Tragedi banjir bandang besar pada 2011 dan 2012 masih membekas dalam ingatan warga. Hutan Ulu Masen sejatinya berfungsi sebagai penyerap air alami. Ketika hutan rusak, hujan turun tanpa kendali, sungai meluap tanpa peringatan.
“Dunia ini hijau dan indah, dan Allah menjadikan kalian sebagai pemeliharanya,” sabda Nabi Muhammad SAW (HR. Muslim). Hadis ini kerap dikutip para ulama sebagai peringatan bahwa keindahan alam bukan untuk dihabiskan, melainkan dijaga karena manusia kelak akan dimintai pertanggungjawaban.
Selain ancaman banjir dan longsor, kerusakan hutan Ulu Masen juga memicu konflik satwa liar. Gajah Sumatera yang kehilangan habitat kerap turun ke perkebunan warga Tangse. “Kalau hutannya rusak, mereka cari makan ke kebun kami,” ujar Imran, seorang petani kopi.
Warga Tangse kini memperketat pengawasan. Mereka sepakat, jika ada warga yang terlibat dalam tambang ilegal, akan diperingatkan dan ditindak sesuai kesepakatan adat. Pengawasan itu terus dilakukan, termasuk pada 29 Desember, sebagai bentuk ikhtiar menjaga hulu sebelum bencana kembali datang.
Di tengah penyisiran itu, alam Tangse tetap memancarkan keindahannya. Air Krueng Inong masih mengalir bening. Langit biru membentang di atas pegunungan.
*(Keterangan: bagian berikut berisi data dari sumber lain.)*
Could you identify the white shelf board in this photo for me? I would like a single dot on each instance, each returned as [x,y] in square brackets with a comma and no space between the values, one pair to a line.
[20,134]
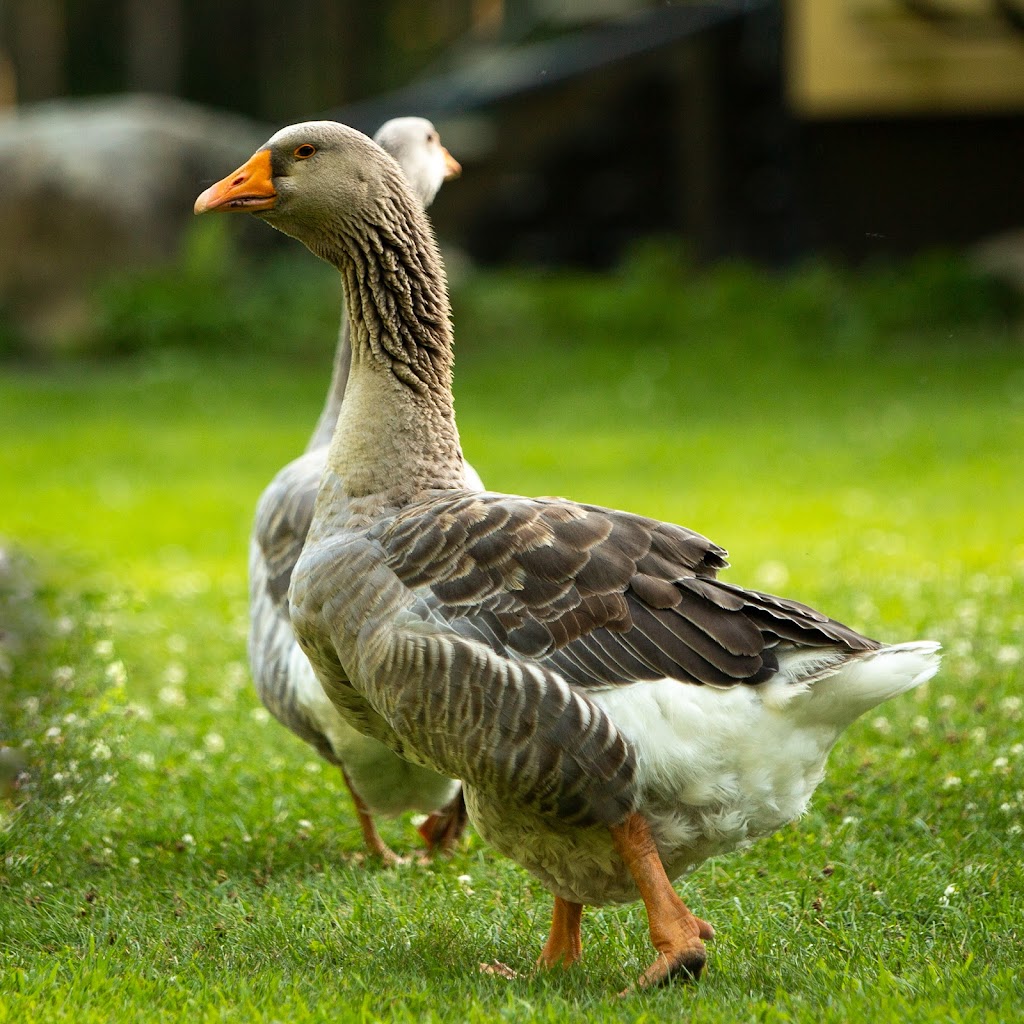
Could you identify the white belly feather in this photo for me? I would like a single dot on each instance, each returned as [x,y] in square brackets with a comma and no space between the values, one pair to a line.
[716,768]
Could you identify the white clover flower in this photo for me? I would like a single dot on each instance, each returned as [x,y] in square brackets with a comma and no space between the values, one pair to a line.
[214,742]
[175,674]
[173,696]
[1011,708]
[117,673]
[100,752]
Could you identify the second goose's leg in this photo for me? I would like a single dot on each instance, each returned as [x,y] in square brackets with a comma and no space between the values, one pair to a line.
[371,836]
[675,932]
[443,828]
[564,944]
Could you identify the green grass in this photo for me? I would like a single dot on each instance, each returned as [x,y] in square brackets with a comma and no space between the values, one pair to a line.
[171,855]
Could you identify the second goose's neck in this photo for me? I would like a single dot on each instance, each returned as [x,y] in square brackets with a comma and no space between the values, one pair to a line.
[396,433]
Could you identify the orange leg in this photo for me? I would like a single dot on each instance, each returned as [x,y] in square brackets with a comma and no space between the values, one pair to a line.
[564,944]
[674,931]
[443,828]
[371,837]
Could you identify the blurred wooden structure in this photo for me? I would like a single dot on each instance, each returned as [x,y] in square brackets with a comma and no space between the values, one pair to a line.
[761,128]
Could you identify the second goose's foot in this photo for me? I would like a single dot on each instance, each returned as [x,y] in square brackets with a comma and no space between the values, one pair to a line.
[675,932]
[442,829]
[376,847]
[564,944]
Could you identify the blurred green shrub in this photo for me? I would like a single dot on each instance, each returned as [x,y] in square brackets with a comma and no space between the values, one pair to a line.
[217,298]
[213,298]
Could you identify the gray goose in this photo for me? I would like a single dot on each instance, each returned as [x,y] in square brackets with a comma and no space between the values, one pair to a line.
[616,713]
[378,780]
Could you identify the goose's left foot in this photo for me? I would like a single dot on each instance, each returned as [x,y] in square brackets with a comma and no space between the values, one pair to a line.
[564,944]
[442,829]
[675,932]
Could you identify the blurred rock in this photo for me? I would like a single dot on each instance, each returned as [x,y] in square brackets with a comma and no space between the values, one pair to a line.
[1003,257]
[92,186]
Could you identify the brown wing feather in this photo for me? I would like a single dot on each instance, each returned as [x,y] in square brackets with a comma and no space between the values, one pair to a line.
[601,596]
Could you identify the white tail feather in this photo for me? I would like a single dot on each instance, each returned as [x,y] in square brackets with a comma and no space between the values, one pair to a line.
[836,696]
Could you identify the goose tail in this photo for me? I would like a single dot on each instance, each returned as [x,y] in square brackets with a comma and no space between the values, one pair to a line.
[837,693]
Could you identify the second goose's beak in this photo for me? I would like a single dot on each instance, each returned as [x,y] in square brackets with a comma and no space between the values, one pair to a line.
[248,188]
[452,166]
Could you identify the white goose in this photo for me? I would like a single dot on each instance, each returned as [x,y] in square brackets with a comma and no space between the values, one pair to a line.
[379,781]
[616,713]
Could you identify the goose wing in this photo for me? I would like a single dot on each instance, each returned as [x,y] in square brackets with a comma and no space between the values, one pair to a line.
[600,596]
[283,517]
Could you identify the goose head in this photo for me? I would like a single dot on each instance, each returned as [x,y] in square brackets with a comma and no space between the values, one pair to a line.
[417,145]
[321,172]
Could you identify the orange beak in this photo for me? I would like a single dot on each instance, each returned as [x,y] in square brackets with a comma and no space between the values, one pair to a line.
[248,188]
[452,166]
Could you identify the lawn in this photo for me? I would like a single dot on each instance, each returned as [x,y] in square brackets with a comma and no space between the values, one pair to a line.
[170,854]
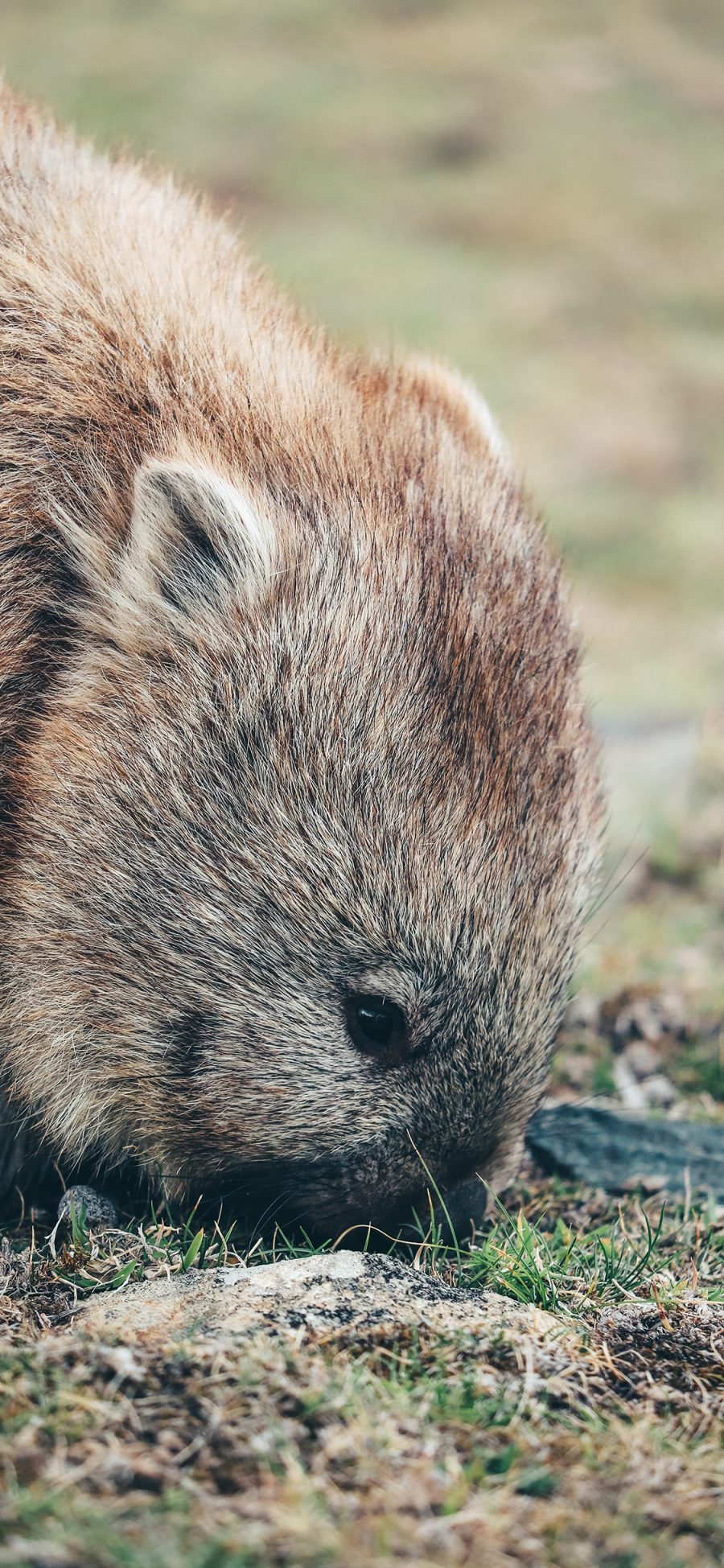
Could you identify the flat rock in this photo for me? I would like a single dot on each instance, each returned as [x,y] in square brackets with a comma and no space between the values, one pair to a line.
[621,1153]
[334,1297]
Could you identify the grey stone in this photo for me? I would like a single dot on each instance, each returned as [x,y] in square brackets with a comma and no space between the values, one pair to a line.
[332,1297]
[618,1153]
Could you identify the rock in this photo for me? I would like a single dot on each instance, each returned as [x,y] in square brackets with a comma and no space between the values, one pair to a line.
[631,1090]
[618,1153]
[99,1212]
[332,1297]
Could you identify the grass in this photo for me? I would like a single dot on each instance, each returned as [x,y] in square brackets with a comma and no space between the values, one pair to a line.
[206,1452]
[535,195]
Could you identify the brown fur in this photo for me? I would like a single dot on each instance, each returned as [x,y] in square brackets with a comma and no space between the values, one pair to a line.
[289,707]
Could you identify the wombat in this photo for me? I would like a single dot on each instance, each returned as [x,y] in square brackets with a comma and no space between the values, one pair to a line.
[298,796]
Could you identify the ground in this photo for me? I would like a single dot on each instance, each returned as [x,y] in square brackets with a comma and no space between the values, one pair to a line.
[535,193]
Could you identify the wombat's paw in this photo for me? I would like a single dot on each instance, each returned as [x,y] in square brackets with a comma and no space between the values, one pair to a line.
[99,1212]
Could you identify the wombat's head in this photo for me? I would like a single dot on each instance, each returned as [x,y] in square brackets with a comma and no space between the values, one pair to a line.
[311,827]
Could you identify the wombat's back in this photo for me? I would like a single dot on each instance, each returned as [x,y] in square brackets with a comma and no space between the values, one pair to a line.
[292,742]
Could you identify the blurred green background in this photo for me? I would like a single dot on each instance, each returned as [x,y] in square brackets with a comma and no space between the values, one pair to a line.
[533,190]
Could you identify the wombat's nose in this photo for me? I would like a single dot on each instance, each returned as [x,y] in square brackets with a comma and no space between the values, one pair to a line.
[466,1204]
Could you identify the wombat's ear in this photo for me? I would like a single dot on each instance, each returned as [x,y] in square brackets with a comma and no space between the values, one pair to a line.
[196,538]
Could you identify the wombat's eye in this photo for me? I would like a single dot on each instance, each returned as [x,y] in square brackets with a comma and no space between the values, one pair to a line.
[376,1024]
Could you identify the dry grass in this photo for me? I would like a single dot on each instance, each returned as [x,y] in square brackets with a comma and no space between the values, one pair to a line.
[533,191]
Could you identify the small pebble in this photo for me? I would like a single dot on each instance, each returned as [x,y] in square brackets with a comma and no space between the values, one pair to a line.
[101,1212]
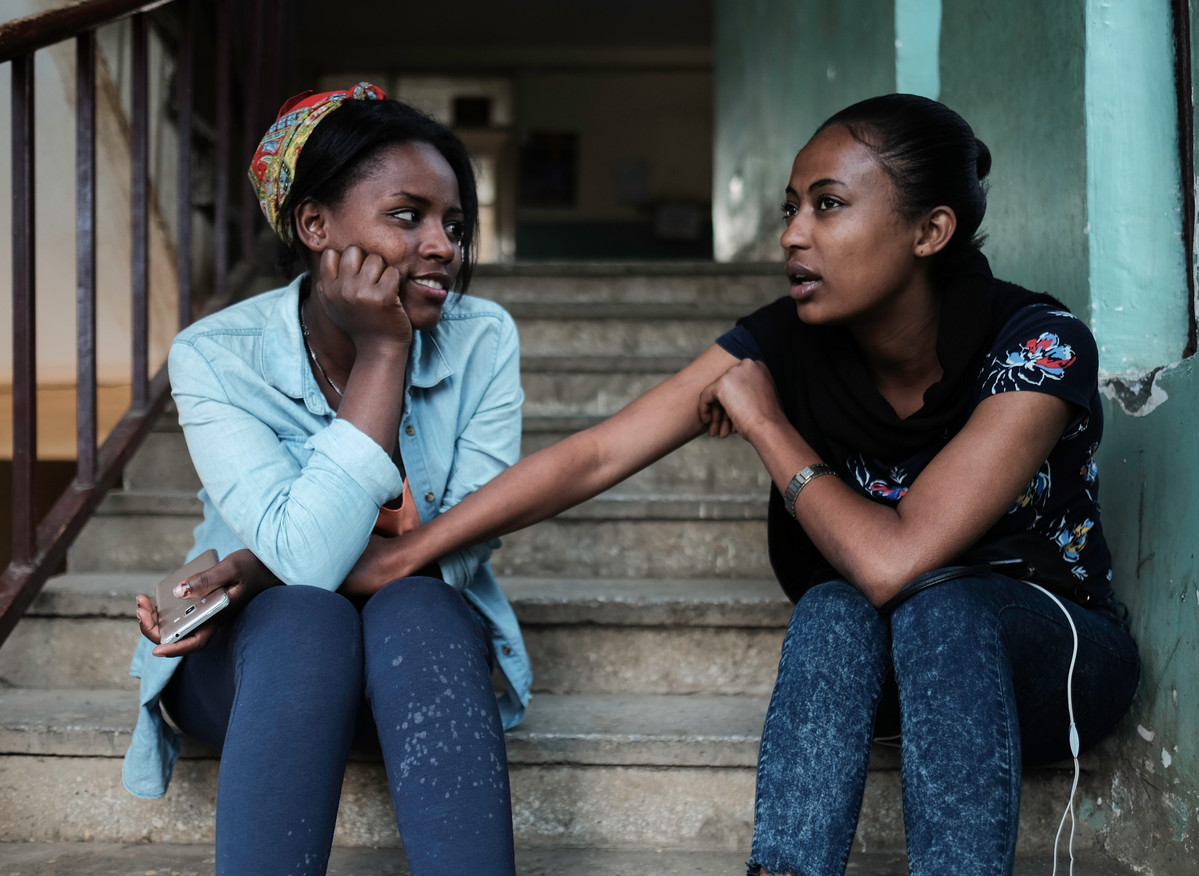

Namun keindahan itu kini terasa rapuh seperti amanah yang sewaktu-waktu bisa hilang jika manusia lalai.
Bagi warga Tangse, menjaga hulu bukan sekadar aksi lingkungan. Ia adalah ibadah sosial. Menyelamatkan hutan berarti menyelamatkan kampung.
Menjaga air berarti menjaga kehidupan. Dan di bawah langit biru Tangse, mereka percaya satu hal: rezeki boleh dicari, tetapi keselamatan orang banyak dan kelestarian alam adalah tanggung jawab bersama.